Assessment of coagulation cascade during air microembolization of the lung.

作者信息

O'Brodovich H, Andrew M, Silver R, Coates G

出版信息

J Appl Physiol Respir Environ Exerc Physiol. 1983 Dec;55(6):1743-7. doi: 10.1152/jappl.1983.55.6.1743.

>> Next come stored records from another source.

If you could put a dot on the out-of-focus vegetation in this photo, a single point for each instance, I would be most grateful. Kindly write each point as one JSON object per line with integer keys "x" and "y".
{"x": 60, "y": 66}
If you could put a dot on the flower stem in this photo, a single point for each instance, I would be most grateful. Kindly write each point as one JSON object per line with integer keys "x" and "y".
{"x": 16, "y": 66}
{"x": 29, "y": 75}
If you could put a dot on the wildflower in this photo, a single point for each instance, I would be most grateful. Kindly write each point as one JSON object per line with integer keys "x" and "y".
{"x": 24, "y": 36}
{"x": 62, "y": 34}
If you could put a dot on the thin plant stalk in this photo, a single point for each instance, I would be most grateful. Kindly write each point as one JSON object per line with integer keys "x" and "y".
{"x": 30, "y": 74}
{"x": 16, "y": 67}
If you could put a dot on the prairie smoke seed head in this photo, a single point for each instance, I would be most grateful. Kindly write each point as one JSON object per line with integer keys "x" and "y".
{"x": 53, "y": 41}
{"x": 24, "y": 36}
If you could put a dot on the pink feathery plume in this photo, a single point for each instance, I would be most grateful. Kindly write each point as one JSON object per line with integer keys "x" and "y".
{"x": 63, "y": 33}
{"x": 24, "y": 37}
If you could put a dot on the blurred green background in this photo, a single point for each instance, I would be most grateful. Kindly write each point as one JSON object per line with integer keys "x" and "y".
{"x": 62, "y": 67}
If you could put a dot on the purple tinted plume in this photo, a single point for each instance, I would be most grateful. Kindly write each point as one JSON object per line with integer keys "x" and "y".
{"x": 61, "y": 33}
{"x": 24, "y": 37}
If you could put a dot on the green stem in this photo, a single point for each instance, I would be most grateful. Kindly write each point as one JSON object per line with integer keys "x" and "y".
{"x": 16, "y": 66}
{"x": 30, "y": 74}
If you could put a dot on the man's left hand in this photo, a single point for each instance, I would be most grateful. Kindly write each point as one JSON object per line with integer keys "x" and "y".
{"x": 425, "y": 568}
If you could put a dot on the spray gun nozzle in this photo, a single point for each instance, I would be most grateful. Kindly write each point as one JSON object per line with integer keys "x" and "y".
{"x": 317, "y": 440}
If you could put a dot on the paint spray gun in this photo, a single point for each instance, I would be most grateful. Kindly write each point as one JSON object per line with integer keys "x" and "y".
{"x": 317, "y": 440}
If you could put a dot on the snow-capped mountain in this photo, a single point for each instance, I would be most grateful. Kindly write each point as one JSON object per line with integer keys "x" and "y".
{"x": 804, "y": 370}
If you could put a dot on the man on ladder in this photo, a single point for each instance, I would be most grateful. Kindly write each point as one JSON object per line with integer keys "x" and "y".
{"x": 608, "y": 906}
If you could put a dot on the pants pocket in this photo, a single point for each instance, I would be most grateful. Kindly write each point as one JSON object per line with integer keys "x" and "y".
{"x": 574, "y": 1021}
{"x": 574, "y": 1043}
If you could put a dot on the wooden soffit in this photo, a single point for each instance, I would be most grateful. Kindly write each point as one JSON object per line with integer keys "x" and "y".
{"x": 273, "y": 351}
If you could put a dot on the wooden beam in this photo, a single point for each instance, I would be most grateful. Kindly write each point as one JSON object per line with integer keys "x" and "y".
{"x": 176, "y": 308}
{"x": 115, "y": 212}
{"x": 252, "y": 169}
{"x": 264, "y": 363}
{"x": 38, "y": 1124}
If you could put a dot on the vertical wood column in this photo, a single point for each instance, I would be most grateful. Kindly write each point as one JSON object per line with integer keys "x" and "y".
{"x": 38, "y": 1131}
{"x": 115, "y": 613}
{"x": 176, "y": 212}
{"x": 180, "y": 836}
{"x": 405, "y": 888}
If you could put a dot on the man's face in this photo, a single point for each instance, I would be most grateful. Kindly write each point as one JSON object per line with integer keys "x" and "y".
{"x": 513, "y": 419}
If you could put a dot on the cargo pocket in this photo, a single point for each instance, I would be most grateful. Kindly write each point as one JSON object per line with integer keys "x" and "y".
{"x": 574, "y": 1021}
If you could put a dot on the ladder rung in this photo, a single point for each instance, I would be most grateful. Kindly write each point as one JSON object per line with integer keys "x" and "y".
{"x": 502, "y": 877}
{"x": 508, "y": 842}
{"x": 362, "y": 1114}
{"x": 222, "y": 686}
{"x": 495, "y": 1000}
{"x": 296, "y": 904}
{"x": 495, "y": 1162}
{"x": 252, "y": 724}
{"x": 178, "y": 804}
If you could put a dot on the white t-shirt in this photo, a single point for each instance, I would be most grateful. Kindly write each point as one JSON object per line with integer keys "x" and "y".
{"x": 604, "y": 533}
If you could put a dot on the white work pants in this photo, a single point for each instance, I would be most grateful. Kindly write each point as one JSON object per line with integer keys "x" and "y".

DOI:10.1152/jappl.1983.55.6.1743
PMID:6662765
Abstract

Experiments were performed to determine whether activation of the coagulation cascade was required for pulmonary vascular permeability to increase during microembolization of the lung. For 30-45 min air microemboli were intravenously infused (0.05-0.10 ml X kg-1 X min-1) into awake sheep with chronic lung-lymph fistulas and anesthetized mongrel dogs. During embolization the pulmonary arterial pressure increased, and O2 partial pressure (PaO2) fell by more than 20 Torr (P less than 0.01). Subsequently lymph flow nearly tripled without a change in the lymph-to-plasma protein concentration ratio. Partial thromboplastin and prothrombin times, biological activity of antithrombin III, and circulating concentration of 125I-labeled dog or sheep fibrinogen did not change during or following air infusion. In two additional sheep an intravenous infusion of thrombin at 0.6 U X kg-1 X min-1 for 15 min resulted in a 20% decrease in 125I-labeled sheep fibrinogen concentration without a change in pulmonary arterial pressure or PaO2. We conclude that air microembolization can increase permeability to water and protein without a detectable activation of the coagulation cascade in the sheep or dog.

摘要

进行实验以确定在肺部微栓塞过程中,肺血管通透性增加是否需要凝血级联反应的激活。将空气微栓子以静脉注射的方式(0.05 - 0.10 ml·kg⁻¹·min⁻¹)持续输注30 - 45分钟,对象为患有慢性肺淋巴瘘的清醒绵羊和麻醉的杂种狗。在栓塞过程中,肺动脉压升高,氧分压(PaO₂)下降超过20 Torr(P < 0.01)。随后淋巴流量几乎增加了两倍,而淋巴与血浆蛋白浓度比没有变化。部分凝血活酶时间和凝血酶原时间、抗凝血酶III的生物活性以及¹²⁵I标记的狗或绵羊纤维蛋白原的循环浓度在空气输注期间或之后均未改变。在另外两只绵羊中,以0.6 U·kg⁻¹·min⁻¹的速度静脉输注凝血酶15分钟,导致¹²⁵I标记的绵羊纤维蛋白原浓度降低20%,而肺动脉压或PaO₂没有变化。我们得出结论,空气微栓塞可增加水和蛋白质的通透性,而在绵羊或狗中未检测到凝血级联反应的激活。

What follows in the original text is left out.